Australien, 1971
Ted Kotcheff dürften die meisten heute nur als Regisseur von „Rambo – First Blood“ kennen, jenem erstaunlich bodenständigen Beginn einer der ikonischsten Actionfilm-Reihen überhaupt.
Seinen wahrscheinlich besten Film drehte der Kanadier Kotcheff jedoch elf Jahre zuvor in Australien. Seiner Zeit bei Publikum und Kritik ein Flop war dem Film auch nur ein begrenzter Kinostart vergönnt und schon bald geriet er ungerechterweise in Vergessenheit.
Heute gilt er zusammen mit „Walkabout“ von Nicolas Roeg als Weckruf des neuen australischen Kinos zu Beginn der Siebziger (Peter Weir „Picknick am Valentinstag„, Fred Schepisi „The Devil’s Playground„), als Beweis, dass sich in und über dieses karge Land und seine Bewohner interessante und künstlerisch wertvolle Filme drehen lassen.
Basierend auf dem gleichnamigen Roman von Kenneth Cook erzählt Kotcheff die Geschichte des Grundschullehrers John Grant (Gary Bond), der während der Weihnachtsferien bei dem Versuch zu seiner Verlobten nach Sydney zu gelangen in dem Minenarbeiter-Kaff Bundanyabba strandet.
Der gebildete junge Mann, der davon träumt in England Journalist zu werden, fühlt sich unwohl und fehl am Platze unter den zumeist männlichen Bewohnern des Ortes, die sich ihre Zeit mit Glücksspiel, Raufereien und jeder Menge Alkohol vertreiben. Doch als er den Arzt Clarence „Doc“ Tydon (faszinierend-abstoßend: Donald Pleasence) kennenlernt, zieht ihn dieser in eine sich immer schneller drehende Spirale aus Männlichkeitsritualen, Suff und Gewalt.
Heute würde man dazu wohl „Toxic Masculinity“ sagen, Kotcheff nennt es im auf der Blu-Ray von Eureka enthaltenen Interview schlicht „men doing bad things“. Trotz dieser recht eindeutigen Äußerung sieht Kotcheff seinen Film nicht als wertend an, sondern lediglich als beobachtend.

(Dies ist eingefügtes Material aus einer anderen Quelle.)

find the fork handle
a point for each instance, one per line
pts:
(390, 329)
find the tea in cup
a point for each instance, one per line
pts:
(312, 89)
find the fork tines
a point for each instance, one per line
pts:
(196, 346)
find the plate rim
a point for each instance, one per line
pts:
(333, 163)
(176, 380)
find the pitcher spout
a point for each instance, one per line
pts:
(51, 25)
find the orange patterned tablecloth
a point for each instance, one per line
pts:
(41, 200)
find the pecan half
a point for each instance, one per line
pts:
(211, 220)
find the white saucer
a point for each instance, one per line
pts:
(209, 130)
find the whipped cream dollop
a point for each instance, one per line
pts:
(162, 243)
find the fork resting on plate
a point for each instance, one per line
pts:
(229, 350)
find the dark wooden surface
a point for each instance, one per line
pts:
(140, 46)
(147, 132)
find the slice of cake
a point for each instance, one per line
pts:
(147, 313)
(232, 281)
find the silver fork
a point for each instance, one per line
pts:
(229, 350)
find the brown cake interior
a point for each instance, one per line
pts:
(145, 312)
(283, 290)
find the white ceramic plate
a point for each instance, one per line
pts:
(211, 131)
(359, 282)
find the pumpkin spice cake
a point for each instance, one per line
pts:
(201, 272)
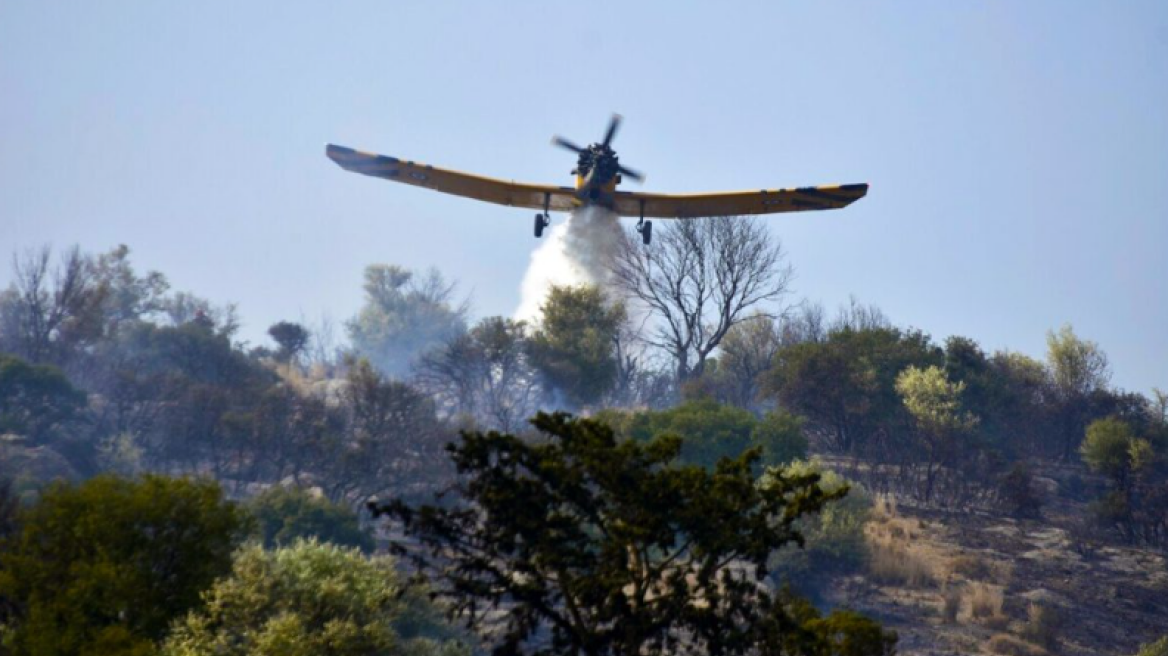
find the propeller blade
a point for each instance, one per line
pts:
(612, 130)
(565, 144)
(633, 174)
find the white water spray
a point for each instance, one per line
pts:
(578, 251)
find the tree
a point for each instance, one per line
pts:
(1078, 369)
(403, 316)
(701, 278)
(575, 344)
(36, 400)
(1109, 448)
(307, 599)
(710, 431)
(48, 313)
(1158, 648)
(290, 337)
(485, 374)
(846, 384)
(603, 546)
(389, 440)
(943, 425)
(746, 351)
(285, 515)
(104, 566)
(834, 537)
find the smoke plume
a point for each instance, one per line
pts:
(578, 251)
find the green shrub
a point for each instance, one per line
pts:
(834, 537)
(1158, 648)
(104, 566)
(711, 431)
(308, 599)
(284, 515)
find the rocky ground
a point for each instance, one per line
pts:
(986, 584)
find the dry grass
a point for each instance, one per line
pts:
(974, 567)
(892, 560)
(1009, 646)
(1042, 625)
(985, 601)
(951, 604)
(894, 556)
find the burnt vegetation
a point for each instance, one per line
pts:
(729, 455)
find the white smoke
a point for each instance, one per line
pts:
(578, 251)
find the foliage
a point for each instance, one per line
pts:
(404, 315)
(1107, 448)
(1017, 494)
(933, 400)
(389, 439)
(1137, 506)
(290, 337)
(284, 515)
(48, 313)
(1079, 371)
(605, 545)
(744, 355)
(781, 438)
(700, 279)
(306, 599)
(112, 562)
(710, 431)
(486, 374)
(574, 346)
(1158, 648)
(834, 537)
(845, 385)
(37, 402)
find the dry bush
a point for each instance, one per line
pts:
(1009, 646)
(971, 567)
(1042, 625)
(979, 569)
(985, 602)
(884, 508)
(892, 559)
(951, 604)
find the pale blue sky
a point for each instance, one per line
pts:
(1017, 152)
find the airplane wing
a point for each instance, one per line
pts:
(731, 203)
(489, 189)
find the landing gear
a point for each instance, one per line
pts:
(646, 229)
(543, 220)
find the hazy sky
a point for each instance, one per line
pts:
(1017, 152)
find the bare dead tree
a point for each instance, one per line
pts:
(699, 279)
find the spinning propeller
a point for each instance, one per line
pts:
(603, 149)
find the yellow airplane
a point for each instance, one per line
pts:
(597, 174)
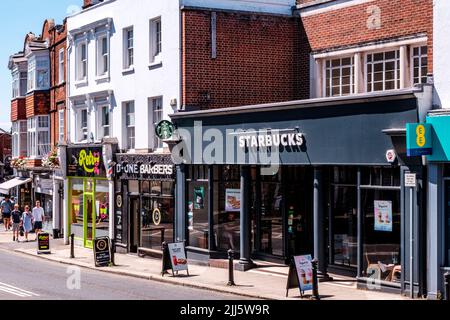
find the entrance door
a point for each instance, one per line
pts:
(89, 218)
(135, 237)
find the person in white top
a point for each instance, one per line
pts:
(38, 218)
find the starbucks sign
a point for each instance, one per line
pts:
(164, 130)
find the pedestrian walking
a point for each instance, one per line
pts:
(6, 207)
(38, 218)
(27, 222)
(16, 217)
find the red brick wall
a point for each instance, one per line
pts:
(37, 103)
(348, 26)
(260, 59)
(18, 109)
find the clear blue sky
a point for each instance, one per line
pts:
(17, 18)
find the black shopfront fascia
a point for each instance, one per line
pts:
(346, 133)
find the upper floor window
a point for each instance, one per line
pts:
(81, 62)
(420, 64)
(155, 39)
(130, 125)
(128, 48)
(61, 66)
(38, 136)
(383, 71)
(339, 77)
(102, 56)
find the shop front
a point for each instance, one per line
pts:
(89, 207)
(322, 177)
(145, 202)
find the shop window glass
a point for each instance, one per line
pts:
(76, 207)
(102, 213)
(381, 244)
(157, 218)
(227, 207)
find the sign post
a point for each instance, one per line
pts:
(44, 243)
(102, 252)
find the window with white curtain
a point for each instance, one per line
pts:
(128, 50)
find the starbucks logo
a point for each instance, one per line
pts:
(164, 130)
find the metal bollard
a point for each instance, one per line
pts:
(113, 251)
(316, 295)
(72, 244)
(447, 286)
(231, 268)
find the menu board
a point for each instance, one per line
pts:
(233, 200)
(43, 243)
(303, 266)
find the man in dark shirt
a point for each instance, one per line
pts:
(16, 217)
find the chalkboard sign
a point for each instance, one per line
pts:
(102, 252)
(174, 257)
(300, 274)
(43, 243)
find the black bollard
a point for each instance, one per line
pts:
(447, 286)
(231, 268)
(72, 244)
(113, 251)
(315, 296)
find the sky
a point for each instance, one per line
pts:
(17, 18)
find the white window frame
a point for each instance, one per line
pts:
(128, 51)
(155, 40)
(61, 125)
(420, 56)
(353, 76)
(61, 66)
(81, 65)
(397, 61)
(103, 67)
(100, 122)
(129, 143)
(82, 131)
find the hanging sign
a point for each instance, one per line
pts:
(419, 139)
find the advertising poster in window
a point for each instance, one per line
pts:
(233, 200)
(303, 265)
(383, 216)
(199, 198)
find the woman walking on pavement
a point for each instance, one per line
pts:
(16, 217)
(27, 221)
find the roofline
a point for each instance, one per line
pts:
(299, 104)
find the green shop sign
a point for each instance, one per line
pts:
(419, 141)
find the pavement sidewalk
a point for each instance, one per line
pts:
(266, 282)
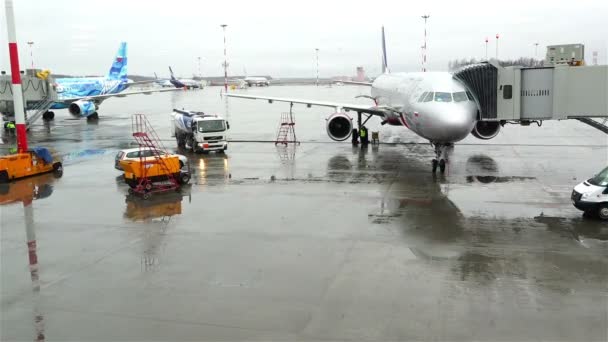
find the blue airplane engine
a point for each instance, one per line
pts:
(82, 108)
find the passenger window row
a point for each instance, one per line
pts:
(460, 96)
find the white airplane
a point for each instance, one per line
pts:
(433, 105)
(257, 81)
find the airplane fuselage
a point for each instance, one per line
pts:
(445, 114)
(68, 88)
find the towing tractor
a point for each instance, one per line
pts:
(199, 132)
(591, 196)
(35, 161)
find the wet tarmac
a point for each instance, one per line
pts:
(321, 241)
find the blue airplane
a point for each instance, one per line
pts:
(83, 95)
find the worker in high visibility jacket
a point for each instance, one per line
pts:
(363, 135)
(10, 126)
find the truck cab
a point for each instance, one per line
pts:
(591, 196)
(210, 134)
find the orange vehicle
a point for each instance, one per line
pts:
(30, 163)
(154, 170)
(27, 190)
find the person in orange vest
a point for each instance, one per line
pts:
(363, 135)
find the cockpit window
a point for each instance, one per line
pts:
(460, 96)
(443, 97)
(429, 97)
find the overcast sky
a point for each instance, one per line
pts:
(279, 38)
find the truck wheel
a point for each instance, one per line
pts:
(184, 178)
(58, 169)
(602, 211)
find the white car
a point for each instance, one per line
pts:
(134, 154)
(591, 196)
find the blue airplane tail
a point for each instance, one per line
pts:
(118, 71)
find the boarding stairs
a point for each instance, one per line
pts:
(286, 133)
(147, 138)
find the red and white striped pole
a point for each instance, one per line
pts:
(16, 78)
(225, 60)
(425, 17)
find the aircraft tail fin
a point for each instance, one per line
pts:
(384, 58)
(118, 71)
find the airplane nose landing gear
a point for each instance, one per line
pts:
(441, 156)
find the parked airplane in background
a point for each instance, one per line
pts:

Das tut er jedoch mit einem messerscharfen Blick (ganz ähnlich wie Serge Leroy in „Treibjagd„), den er auch dann nicht abwendet, wenn es schwer fällt hinzuschauen.
Den Höhepunkt des Films bildet eine nächtliche Kängurujagd, für die das Filmteam (mangels entsprechender Tricktechnik wie sie z.B. später bei der berühmten Büffeljagdszene aus „Der mit dem Wolf tanzt“ eingesetzt wurde) professionelle Jäger auf einer ihrer regelmäßigen Jagdtrips begleiteten. Die entsprechenden Szenen enthalten also tatsächlich sterbende Tiere, was die ohnehin schon hoch emotionale (und brilliant in Szene gesetzte) Sequenz noch schwerer erträglich macht, als sie es ohnehin schon ist. Immerhin handelt es sich aber nicht wie bei so manchen Exploitationfilmen der Zeit um Tier-Snuff, also (zumeist im Detail gezeigte) Tötungen, die allein für den Film und nur um der Sensationslust oder der Provokation willen gedreht wurden. Kotcheff geht im Interview auch recht ausführlich auf die Sequenz und ihre Entstehung ein.
Der Film galt lange als verschollen, die Masterbänder als verloren, erst Anfang der 2000er wurden die Kameranegative wiederentdeckt und der Film konnte in seiner ganzen Pracht (die Hitze und der Schweiß springen gerade aus den flirrenden Bildern des Kameramanns Brian West heraus) restauriert werden.
In England hat sich Eureka in seiner „Masters of Cinema“-Reihe des Films angenommen, in Deutschland, wo er wohl wohl auch nie im Kino lief, ist von einer Veröffentlichung bisher leider keine Spur. Camera Obscura, bitte übernehmen sie!